LOL...I would have liked to have seen that one!


----------



## Bladestunner316 (Jul 8, 2005)

they had one for bush too lol


----------



## Puritanhead (Aug 13, 2005)




----------



## Bladestunner316 (Aug 13, 2005)




----------



## Augusta (Aug 13, 2005)

Just because your paranoid, doesn't mean they aren't out to get you!!


----------



## Robin (Aug 13, 2005)

Traci, where can i get some of those smilies?!

Robin


----------



## Arch2k (Aug 13, 2005)

> _Originally posted by Robin_
> 
> 
> Traci, where can i get some of those smilies?!
> ...



Robin,

See this thread.


----------



## Puritanhead (Aug 13, 2005)

> _Originally posted by Augusta_
> Just because your paranoid, doesn't mean they aren't out to get you!!

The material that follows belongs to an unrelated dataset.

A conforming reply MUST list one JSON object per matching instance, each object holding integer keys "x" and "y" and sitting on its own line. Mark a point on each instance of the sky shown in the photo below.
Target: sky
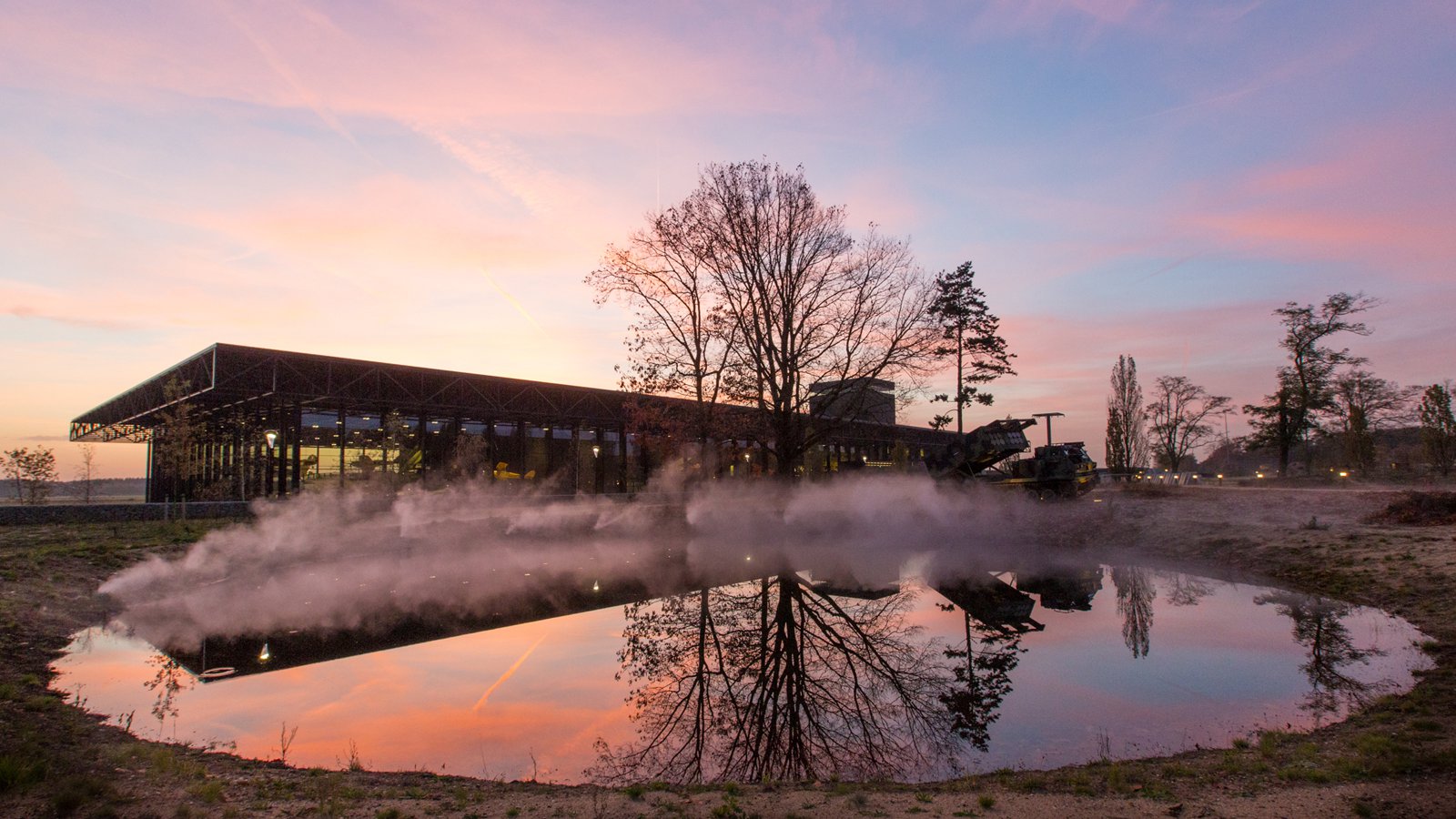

If only you knew how many Puritanboard posters were G-men playing games.


----------



## Bladestunner316 (Aug 13, 2005)

like ANDREW


----------



## Augusta (Aug 13, 2005)

I actually don't have a program for smilies. I snatch them up when I see other people use ones I like and I keep them in a www.photobucket.com site so that I can use them anywhere. I keep my avatar there too. If you want any just right click on them and save them in a file. Photo bucket is free. I just upload them there and then use urls. I like this guy.


----------



## Robin (Aug 19, 2005)

> _Originally posted by Jeff_Bartel_
> 
> 
> > _Originally posted by Robin_
> ...



Gee, thanks, Traci!! 

r.


----------



## VirginiaHuguenot (Aug 19, 2005)

> _Originally posted by Bladestunner316_
> like ANDREW


----------



## turmeric (Aug 19, 2005)

I think I've lost 'em!


----------



## Augusta (Aug 20, 2005)

They want you to think that Meg but......


----------